Tempo fa lei si è staccato dalle odiate major per realizzare dischi in modo indipendente. Cos’altro non sopporta di questa musica leggera?
"I network radiofonici: hanno ammazzato la creatività. Impongono all’artista il tipo di canzone e persino la durata che non può superare i 3 minuti e mezzo. Ricattano i più giovani, quelli che vorrebbero emergere. Io me ne frego".
Perché, a 25 anni, saliva sul palco con ali finte e boa di struzzo? Soltanto per crearsi creare un personaggio?
"Avevo una grande paura di vivere. L’ho avuta sin dalla nascita quando mi scoprirono una forma acuta di anemia. Ero gracilino e, anche per questo, ho conosciuto una solitudine ostinata e ingiusta".
Trasgrediva, quindi, perché temeva la vita?
"Mi dicevano di tutto… Offese terribili, volgarità indicibili anche per un ragazzo che si travestiva e parlava di triangoli e di amori liberi. Ringrazio gli amici in quei giorni bui dell’adolescenza. Papà e mamma hanno accettato le mie trasgressioni. Dicevano: travestiti in casa, almeno non prendi le botte fuori!".
Cantava brani che scuotevano l’Italia benpensante. Oggi, 62enne, è più riflessivo. Non teme di aver tradito i suoi sorcini?

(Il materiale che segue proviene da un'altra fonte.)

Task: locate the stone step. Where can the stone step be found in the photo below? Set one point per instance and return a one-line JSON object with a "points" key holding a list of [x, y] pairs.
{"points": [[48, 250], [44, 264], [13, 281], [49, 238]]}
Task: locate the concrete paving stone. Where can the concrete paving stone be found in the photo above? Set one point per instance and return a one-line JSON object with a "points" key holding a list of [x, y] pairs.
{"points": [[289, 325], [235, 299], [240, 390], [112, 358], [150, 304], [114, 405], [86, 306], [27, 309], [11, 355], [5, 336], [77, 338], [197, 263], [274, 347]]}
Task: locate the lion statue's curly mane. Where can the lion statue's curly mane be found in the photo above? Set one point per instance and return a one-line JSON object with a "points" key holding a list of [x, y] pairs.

"No. Un anno, prima di andare a Sanremo per cantare Spalle al muro, nel '91, mi sono rotto e ho scelto semplicemente di invecchiare".
Pace raggiunta, quindi?
"Sono insolitamente allegro… In realtà sto ancora pagando un leasing per riscattare la mia vita".

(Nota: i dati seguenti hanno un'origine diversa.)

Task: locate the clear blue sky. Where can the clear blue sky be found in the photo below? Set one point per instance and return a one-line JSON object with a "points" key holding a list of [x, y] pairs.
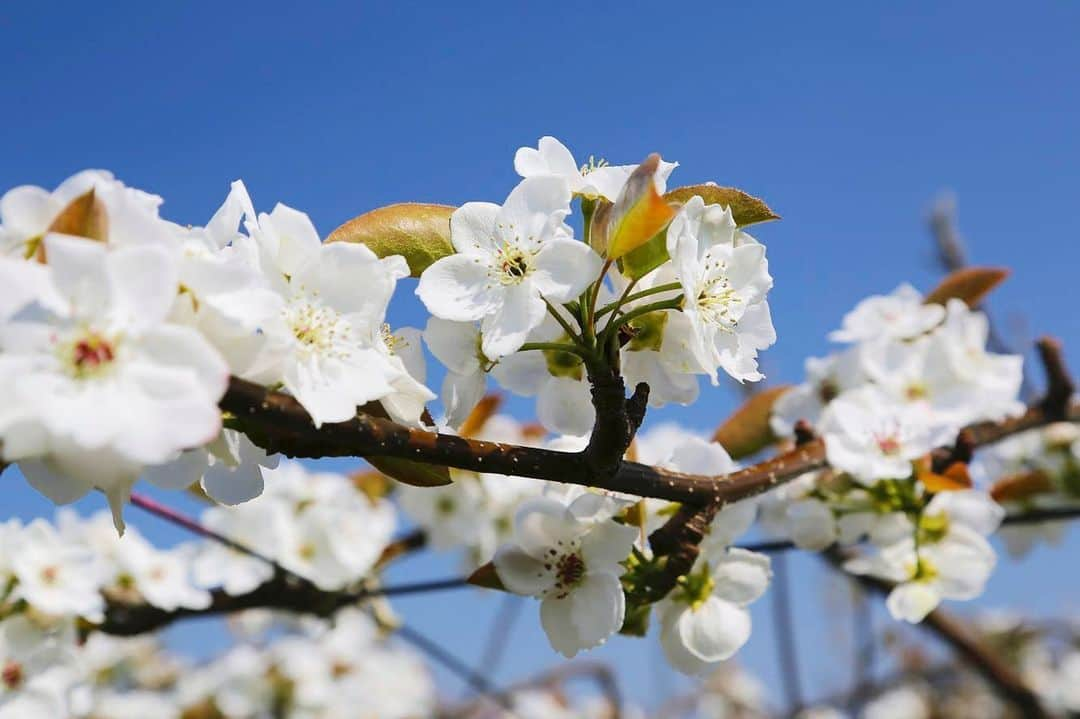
{"points": [[848, 121]]}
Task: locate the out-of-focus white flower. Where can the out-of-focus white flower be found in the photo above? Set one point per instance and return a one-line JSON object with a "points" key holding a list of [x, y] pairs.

The Voice, su Raidue, è partito benone: vero che Raffaella Carrà voleva coinvolgerla?
"Mi ha chiesto di fare il giudice. Ci ho pensato tre minuti e ho replicato: aoh, Raffa, ma io sono ancora un cantante (riferimento neppure tanto velato a Cocciante e Pelù ndr)".

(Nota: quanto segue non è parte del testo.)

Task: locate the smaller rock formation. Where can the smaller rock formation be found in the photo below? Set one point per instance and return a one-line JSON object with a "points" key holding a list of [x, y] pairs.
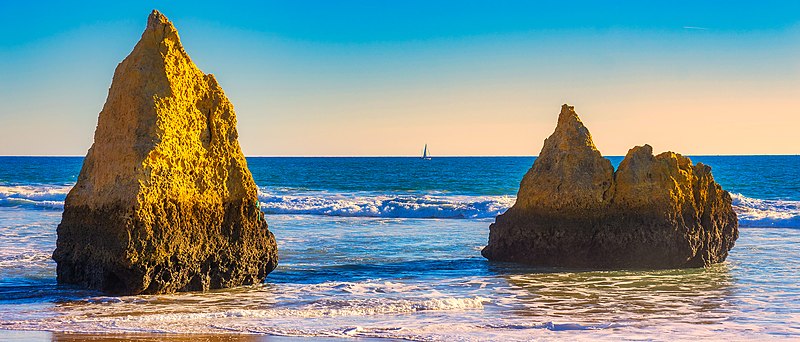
{"points": [[573, 210], [164, 201]]}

Alcuni suoi colleghi hanno votato Grillo. Una scelta che condivide?
"L’Italia di Grillo è figlia della disperazione. Ha urlato a certi ruderi della politica: vi siete comprati il Paese con cose sporche, ora andate a casa". 
Ci ha messo quattro anni per il nuovo disco. Ansia di prestazione?
"In un solo mese ho scritto 29 canzoni! Amo è il primo capitolo, poi ci sarà un Amo 2 che si chiuderà con un inedito di Armando Trovajoli". 
E , dedicata a Dalla?
"L’ho conosciuto a 16 anni, era seduto in un angolo della RCA con una moneta sulla fronte e un’arancia sulla testa. Pensai: ho trovato un fratello". 
Ai ragazzi che vengono oggi al Piper cosa direbbe?
"Che non si sa mai, nella vita, quando finisce la risata e iniziano le lacrime".